Llŷr Gruffydd, Plaid Cymru Senedd Member for North Wales
Mental health services present one of the greatest challenges for our NHS – and sadly it’s a growing challenge.
That’s why it’s important we learn lessons from previous experiences and we are honest in acknowledging mistakes and failures.
Mental health services in the north of Wales were identified as one reason why Betsi Cadwaladr health board needed to be taken into special measures more than six years ago by the First Minister, who was then the health minister.
That was a clear statement and an acknowledgement of previous failings and mistakes. In that respect, the move was to be applauded – even if it was inevitable.
What concerns me now is that – six years on – we are not seeing progress in this sector. Instead, I fear we are seeing a culture of cover-up and a refusal to accept responsibility at the very highest level of both government and health board.
That’s why I’ve called a short debate in the Senedd today focussing on the failure to release the Holden Report by Betsi Cadwaladr health board. It’s symptomatic of a wider problem.
The report was compiled back in 2013 after dozens of health workers came forward to blow the whistle on poor practice at the Hergest mental health unit at Bangor. Their testimony amounted to 700 pages of damning evidence that mental health patients were not getting the treatment they needed and deserved.
In addition, vulnerable elderly patients with mental health issues were being placed side by side with drug addicts and people with other severe needs in an inappropriate way. Staff were unable to complete Datix forms – internal forms for reporting problems – because of time constraints so the problem was allowed to fester by senior management.
It was a recipe for disaster and that disaster ultimately involved patients taking their own lives because of ligature risks that should not have been there.
Accountability
You would imagine that a report into this kind of problem would be able to identify solutions and responsibility. I’m sure it did, but I can’t be sure because that report has never seen the light of day.
To this day, Betsi Cadwaladr health board is refusing – despite requests and now demands from the Information Commissioner’s Office – to release the report. To my knowledge, not one manager has been directly disciplined, although last week it was revealed that two managers were moved from their posts.

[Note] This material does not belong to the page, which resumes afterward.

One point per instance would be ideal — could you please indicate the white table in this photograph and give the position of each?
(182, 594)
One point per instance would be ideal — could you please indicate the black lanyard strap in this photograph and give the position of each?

This failure to take accountability for any failings has been a symptom of this whole sorry affair and, instead of demanding managers take responsibility, we’ve seen that whistleblowers have been scapegoated.
Crucially, the same risks that sparked the Holden report eight years ago have not been eliminated from the unit.
This has consequences, serious consequences. Earlier this year a woman from Caernarfon took her life on the unit. She was able to do so because the same ligature risks that were present a decade ago had not been eliminated, despite being identified in the Holden Report.
Vulnerable
Now, this would be an internal health board issue was it not for two things. And that’s why it’s important that this is raised in the Senedd today.
Firstly, as I mentioned, mental health services in North Wales were already a subject of sufficient concern six years ago for that to be cited as a reason for the Welsh Government to take the health board into special measures. So this Government was aware there was a problem.
More specifically, last year Eluned Morgan – in her capacity as minister for mental health – gave me assurances in this chamber that she had read the report.
I have no reason to doubt that, so I would ask the minister – who is now health minister – to explain:
- why the report has not been made public,
- why the recommendations have not been carried out and
- why people are still dying on a mental health unit when the risks should have been eliminated.
This is a tragic, avoidable scandal.
It’s a scandal because nobody has been held to account for the failings. These are not the failings of over-stretched frontline staff. These are the long-term failings of senior managers who have continued to be employed by Betsi – some of whom have very senior roles within the health board.
It was avoidable because staff, families and Holden had raised the alarm many years earlier.
The tragedy is that action was not taken. And that means that vulnerable people are still dying on mental health units. I use the plural because in the past year, we’ve seen deaths on Hergest and also on the Ablett unit in north Wales.
We have seen glacial progress in terms of getting the facts out into the open. It’s time this Government showed some leadership and held their hands up on Holden. Let’s have this report out in the open so that we can see for ourselves what needed doing back then and what needs to be done now to deliver better mental services here in the North.